Detective Pierson didn’t like the way I said detective, and I saw his hackles rise as soon as I said it. “Oh, yes. I’ve heard about the allegations that are being filed against you. Tell me, is it true? Do you rape your daughter?” He droned from directly behind me.
I froze. My hands clenched, and my body tensed in anticipation.
My eyes rose and my mouth opened, but Shiloh, who was standing to my right, erupted. I say erupted, because there were no other words for what happened next.
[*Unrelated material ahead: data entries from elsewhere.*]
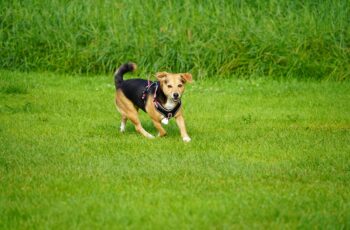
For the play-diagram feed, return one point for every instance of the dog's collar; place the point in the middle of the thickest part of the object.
(153, 87)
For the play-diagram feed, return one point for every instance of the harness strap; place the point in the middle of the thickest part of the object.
(165, 112)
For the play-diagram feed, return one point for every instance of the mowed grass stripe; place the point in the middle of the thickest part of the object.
(263, 154)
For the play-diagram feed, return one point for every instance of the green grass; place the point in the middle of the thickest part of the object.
(293, 39)
(264, 154)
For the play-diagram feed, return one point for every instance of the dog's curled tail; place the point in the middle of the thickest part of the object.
(118, 75)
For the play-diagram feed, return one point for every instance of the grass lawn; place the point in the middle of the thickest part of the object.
(263, 154)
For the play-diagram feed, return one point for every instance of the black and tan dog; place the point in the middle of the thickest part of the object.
(160, 99)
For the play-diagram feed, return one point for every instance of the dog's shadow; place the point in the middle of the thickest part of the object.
(171, 128)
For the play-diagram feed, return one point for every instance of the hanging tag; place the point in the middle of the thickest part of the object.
(165, 121)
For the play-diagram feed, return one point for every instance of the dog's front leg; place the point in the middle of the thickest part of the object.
(180, 121)
(159, 127)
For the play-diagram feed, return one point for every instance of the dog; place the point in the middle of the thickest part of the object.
(161, 99)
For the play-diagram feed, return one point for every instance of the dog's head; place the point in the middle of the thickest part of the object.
(173, 84)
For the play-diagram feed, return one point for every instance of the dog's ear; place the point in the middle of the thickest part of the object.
(187, 77)
(160, 75)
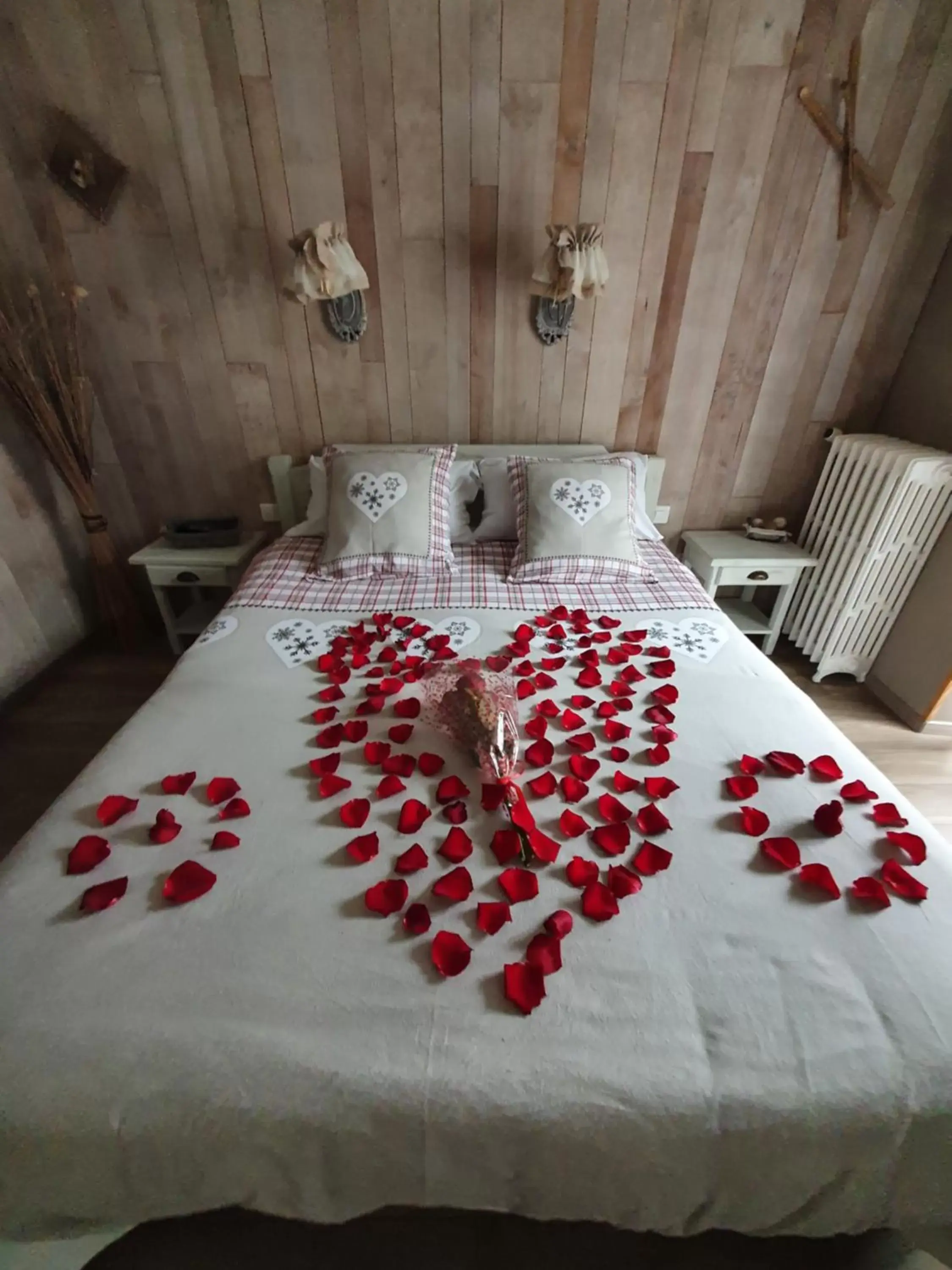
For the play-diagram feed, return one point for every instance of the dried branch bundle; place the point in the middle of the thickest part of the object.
(41, 371)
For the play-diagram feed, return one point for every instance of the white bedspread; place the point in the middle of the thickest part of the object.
(724, 1053)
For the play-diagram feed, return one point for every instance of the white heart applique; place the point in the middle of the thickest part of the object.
(375, 496)
(460, 628)
(581, 500)
(695, 638)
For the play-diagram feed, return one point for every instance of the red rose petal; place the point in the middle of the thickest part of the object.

She simply exploded.
“You have got to be kidding me!” She screeched.
The men and women loitering, as well as the crime scene techs, male and female officers, and brothers, froze and watched the explosion unfold.
“This man,” Shiloh gestured to me with her pointer finger. “This man saved my mother fucking life! That man was about to blow my head off. He had a fucking .357 pointed at my face. Do you know what a .357 does to a watermelon? It fucking explodes. Every fucking inch. There is no way you would ever be able to fit those pieces together again.”
She got closer as her temper raged. The next thing I knew, she was in Pierson’s face, finger millimeters from his chest. She knew better than to touch him, but that didn’t stop her from rising on the tips of her toes and getting in his face.
“And the nerve. The guts it takes to imply that this man,” Another finger pointed in my direction. “to say that this man rapes his child.”
“You don’t know their relationship. You don’t see how he dotes on her. Gives her everything she needs and wants. Adores her. He would never, ever, do anything so vile as to rape his daughter. To even imply that is so beyond the element of reason that it’s practically hilarious. That man would castrate anyone that even thought about harming his daughter. He’d chop off their balls, open a gash in their belly, and make them bleed. You are a pathetic use for human flesh, and I will see your superior officer about this. You will be taken off this case so fast your fucking head will spin.”